10.14.2007

Hidden Advantage

Marko writes about the retirement of my old Sony Mavica FD. It really is an obsolete system, with its non-standard battery pack and a resolution bettered by most cell phones these days.

The Mavica FD had one thing going for it however, the reason I bought it back in late 2001: With its photos being stored on its built-in 3.5" floppy drive, its storage may have been limited, but spare disks could be acquire anywhere. Also, what other digicam could interface, dongle-free, with any desktop computer built since the late '80s?

10.13.2007

Trash 80...


Back in the early '80s, I was involved in a gifted students' program sponsored by a major university. Basically, they let a whole bunch of 7th graders take the SAT with the intention of keeping up with the brainiacs. Those of us who did best on the standardized test were invited to the Big University campus to take part in an awards ceremony. There were fabulous prizes for those who did best on various parts of the SAT, and while I got a softcover copy of A Handbook to Literature, that's not the prize I wanted.

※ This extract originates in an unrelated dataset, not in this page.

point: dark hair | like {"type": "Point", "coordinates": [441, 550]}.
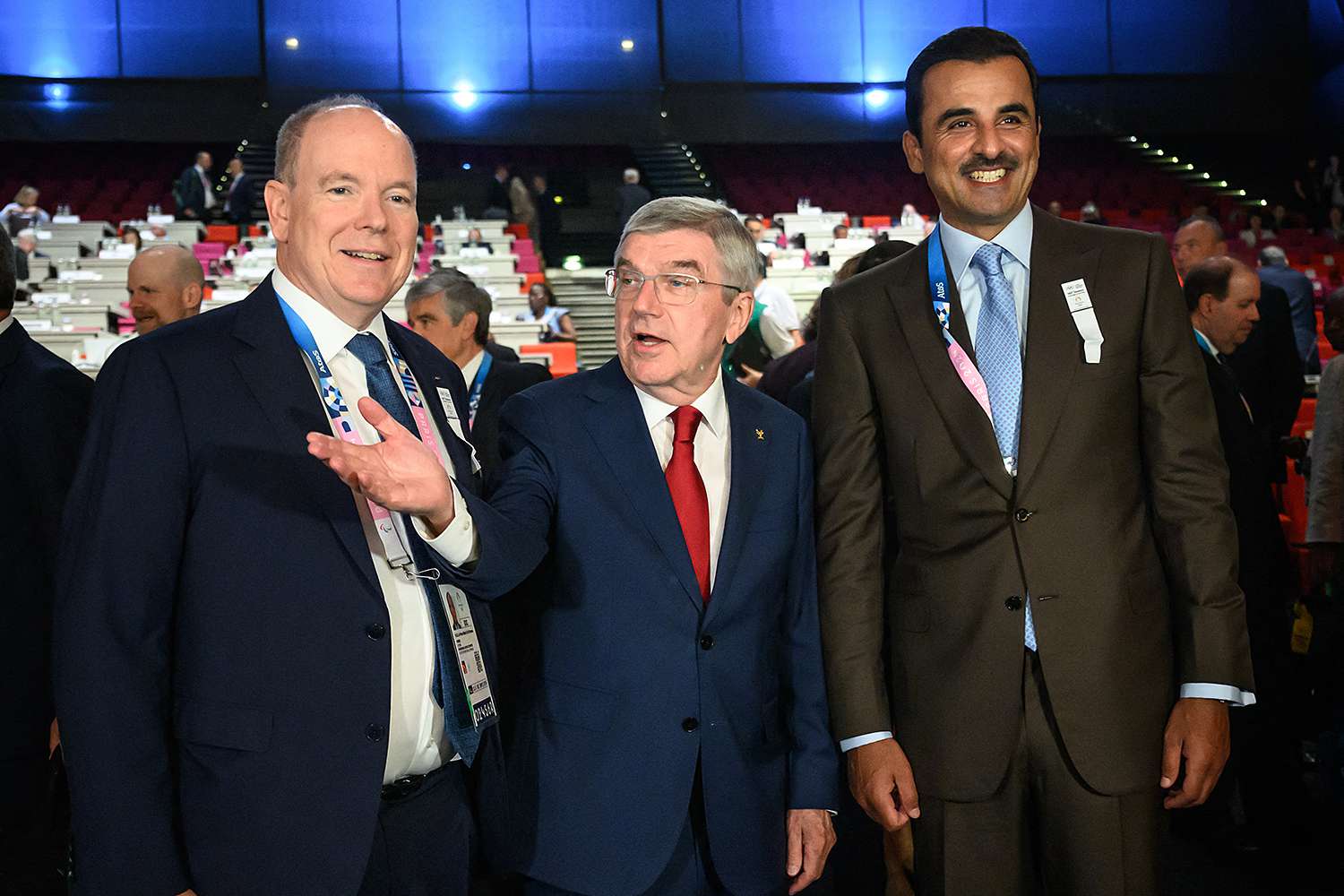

The prize I wanted was what they gave to the real mental giants among us: A Radio Shack TRS-80 Model 100 portable computer. This computer was the granddaddy of both the Alphasmart (with which Marko's so happy,) as well as every laptop on the market today.

Sporting a 32K ROM, among the last pieces of software actually coded by young Bill Gates, the Model 100 was a fantastic laptop computer for its day. Totally silent in operation thanks to its firmware-based operation, it blinked into life immediately, had a built-in 300 baud modem, and could be hooked to a variety of peripherals. With its full-stroke keyboard that is tactilely superior to the Logitech 'board I'm typing this on, plus its 20+ hours of battery life on 4 AA cells, it's little wonder this machine was still popular among writers and journalists long after its day had passed.

When my friend Byron came up to VFTP Command Central this weekend, he brought a Model 100 that had been darkening his attic for the last dozen-and-a-half years or so.

Who knows? Maybe I'll use it to write the next great American novel.